Commodities were also under pressure with copper down close to 3% and another oil crash with Nymex losing more than 3% and now under $44 a barrel. Bond’s rallied and gold managed to find a little bid tone.

On forex markets, the Aussie dollar is the worst performing major currency as the pressure continues in the wake of fears of what China is really up to. What’s impressive, or startling, about that is the Aussie lost more ground than the CAD or NOK which are getting hammered by crashing crude oil.

It all sets up an important day’s trade in Asia today. It also brings to a fine point the potential impact of an expected announcement by the CBA of a $5 billion rights issue this morning and the impact it might have on the ASX where futures are already pointing lower.

The overnight scoreboard (6.20am AEST):

  • Dow Jones -1.21% to 17,402
  • Nasdaq -1.27% to 5,036
  • S&P 500 -0.96% to 2,084
  • London (FTSE 100) -1.06% to 1,687
  • Frankfurt (DAX) -2.68% to 11,293
  • Tokyo (Nikkei) -0.42% to 20,720
  • Shanghai (composite) Flat (not a typo) at 3,928
  • Hong Kong (Hang Seng) -0.09% to 24,498
  • ASX Futures overnight (SPI September) -30 to 5375
  • AUDUSD: 0.7298
  • EURUSD: 1.1043
  • USDJPY: 125.17
  • GBPUSD: 1.5574
  • USDCAD: 1.3106
  • Crude: $43.33
  • Gold: $1,108
  • Dalian Iron Ore (September): 423

Now the news. Risk aversion – two words that sum up the price action across markets overnight in the wake of the Chinese RMB devaluation. 1.85% is no big deal in the real world; let’s face it, the Aussie is down around 22% against the US dollar in the past 12 months. Remember? This time last year the AUDUSD rate was comfortably in the 92-95 cent range. So we can hardly complain and traders should not be shocked. But, as I wrote in my Go Markets afternoon report yesterday, “It is likely also a tacit admission that the official data is off the mark and the 7% GDP rate is somewhat ‘fantastic’. Worryingly, for those us who were around for the Asian crisis in the late nineties, the move is what we saw back then. China outsourced its difficulties to the region via devaluation.” Which begs the question the BNZ’s currency strategist Kymberly Martin asked in her note this morning, “is there more to come” and what will the fallout be?

– Investment banks around the globe are trying to answer that question. Bank of America analysts reckon that “a 1% move in CNY is associated with a 0.5-0.6% decline in USD commodity prices”. That will hurt Australia, Canada, New Zealand, Brazil and Chile. BI US’s Linette Lopez reckons that Brazil is going to get absolutely hammered by the move. Morgan Stanley reckons the globe just got another deflationary pulse. Which brings me back to BNZ’s Martin, who nicely summarised the markets’ thinking in her morning report:

The move by the PBOC appears to have unsettled markets as they wonder; is the move part of a desperate attempt to revive China exports, as downside risks to the economy’s growth build; is there more to come; is there potential for the move to delay the US Fed from hiking rates?

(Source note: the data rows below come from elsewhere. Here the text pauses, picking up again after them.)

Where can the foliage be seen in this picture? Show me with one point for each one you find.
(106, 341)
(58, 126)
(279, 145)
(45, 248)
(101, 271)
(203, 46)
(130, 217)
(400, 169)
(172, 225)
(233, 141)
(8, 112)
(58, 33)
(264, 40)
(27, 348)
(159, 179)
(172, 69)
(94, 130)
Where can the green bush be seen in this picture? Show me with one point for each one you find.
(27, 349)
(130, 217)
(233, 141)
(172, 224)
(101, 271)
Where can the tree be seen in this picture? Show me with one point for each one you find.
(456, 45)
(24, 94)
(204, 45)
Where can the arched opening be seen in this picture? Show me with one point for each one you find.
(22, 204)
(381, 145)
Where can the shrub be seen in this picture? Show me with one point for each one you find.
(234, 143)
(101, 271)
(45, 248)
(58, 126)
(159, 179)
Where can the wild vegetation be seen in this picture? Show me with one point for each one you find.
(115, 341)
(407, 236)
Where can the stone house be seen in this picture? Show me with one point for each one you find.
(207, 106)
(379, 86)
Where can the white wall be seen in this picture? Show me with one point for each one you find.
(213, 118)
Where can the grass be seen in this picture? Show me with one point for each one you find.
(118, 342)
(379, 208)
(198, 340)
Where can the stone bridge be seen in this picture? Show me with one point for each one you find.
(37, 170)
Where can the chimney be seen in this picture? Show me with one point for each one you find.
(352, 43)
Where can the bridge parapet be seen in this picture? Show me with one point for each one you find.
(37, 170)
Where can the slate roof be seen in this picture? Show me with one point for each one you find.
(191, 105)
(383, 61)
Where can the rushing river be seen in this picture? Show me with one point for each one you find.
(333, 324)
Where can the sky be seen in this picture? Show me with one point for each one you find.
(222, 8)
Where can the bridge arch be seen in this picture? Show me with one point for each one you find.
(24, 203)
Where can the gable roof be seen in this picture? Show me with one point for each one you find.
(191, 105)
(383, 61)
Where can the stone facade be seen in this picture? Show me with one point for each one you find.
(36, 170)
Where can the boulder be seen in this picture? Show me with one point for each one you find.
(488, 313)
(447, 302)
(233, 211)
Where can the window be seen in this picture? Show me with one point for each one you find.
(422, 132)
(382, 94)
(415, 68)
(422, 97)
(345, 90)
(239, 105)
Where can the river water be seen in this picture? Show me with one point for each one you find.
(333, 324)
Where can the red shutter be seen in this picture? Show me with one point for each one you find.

– All of this meant that stocks were sold off heavily in Europe and the US. Germany was the worst performer, it seems, after the ZEW economic sentiment survey came in below expectations. The question of whether or not the overnight stock moves are a reasonable response to what China did from a fundamental point of view will be answered in time. But the price action highlights that markets are a little more fragile than they seem by many measures, as we’ve highlighted here for a while. The key impact of this sell-off in stocks is that bonds rallied. Westpac’s New Zealand based strategist Imre Speizer wrote this morning that:

US 2yr treasury yields fell from 0.70% to 0.66%, while the 10yr fell from 2.20% to 2.11%. Fed funds futures are now pricing just below a 50% chance of a hike in September, with a hike not fully priced until January 2016. Falling commodity prices are seen as a counterargument for Fed tightening. Australian 3yr government bond (futures) yields fell from 1.98% to 1.90%, while the 10yr yield fell from 2.83% to 2.73%.

Solid rallies were seen in European bond markets as well.

– Partly that is a risk aversion/questioning the Fed trade and part, I think, is a reflection of a recognition that if the world is about to get a fresh deflationary pulse, then central banks are about to have serious issues with policy. In the US, it could slow the start and temper the size of the tightening cycle. In Europe, it means the ECB’s open-ended QE operation will continue and it could slow the BoE’s first tightening. All of that is likely positive for stock indexes as a whole even if some sectors – miners – will suffer. But that is for another day.


investing.com – crude daily 12082015

– In terms of that deflationary pulse, Nymex crude made another post GFC low last night with a fall of 3.75% to $43.13. Copper is back below $2.35 a pound and base metals generally came under pressure.

– Looking then at the impact of all of this on the ASX today and it’s likely, following futures and the poor lead from the US, the market is under acute pressure in trade after yesterday’s 0.65% fall. Chris Pash wrote yesterday afternoon that “all the major banks fell, except for the Commonwealth, which is due to release its annual results (today). The NAB was down 2.58% to $32.46, the ANZ 1.73% to $30.07 and Westpac 1.93% to $32.05. The Commonwealth closed steady, down just 0.02% to $82.12.” That’s important because of the weight these stocks hold in the index and also because “the CBA is likely to ask shareholders for $5 billion today.” We’ll have full coverage of the CBA results and any market moves live today.

– On the data front today, it’s going to be huge. We get wages data and Westpac Consumer Sentiment in Australia. But all eyes are going to be on China’s release of retail sales for July, along with industrial production and urban development. We also get Japanese IP data and tonight at 8.10pm AEST we get a speech from Philip Lowe, the RBA deputy governor on “National Wealth, Land Values and Monetary Policy”. Employment is out in the UK tonight and the job opening (JOLTS) survey in the US.

And now from CMC Markets’ Ric Spooner is today’s Stock of the Day

Cochlear

Pub discussions about which Australian shares are going to be worth more than $100 are going to be very different from today. Cochlear dropped out of the race for the foreseeable future after its results yesterday and this morning’s report of a capital raising by CBA will put it out of contention as well.

There wasn’t too much wrong with Cochlear’s results yesterday other than the fact that sales growth for last year and guidance for next year were a bit below market expectations. However, as my colleague Michael McCarthy pointed out in this piece on Monday, when a stock is priced at more than 30 times forecast earnings, market reactions to small misses is likely to be severe. Cochlear closed down 7% yesterday after being down 15% at one stage.

For those looking at chart levels as potential entry points on this stock just in case it gets sold down further, the zone of support around $73 looks interesting. This would be a 50% retracement of the major uptrend and also picks up the potential support of the August 2014 trend peak. At $73 Cochlear would be trading at around 23 times forecast earnings for next year.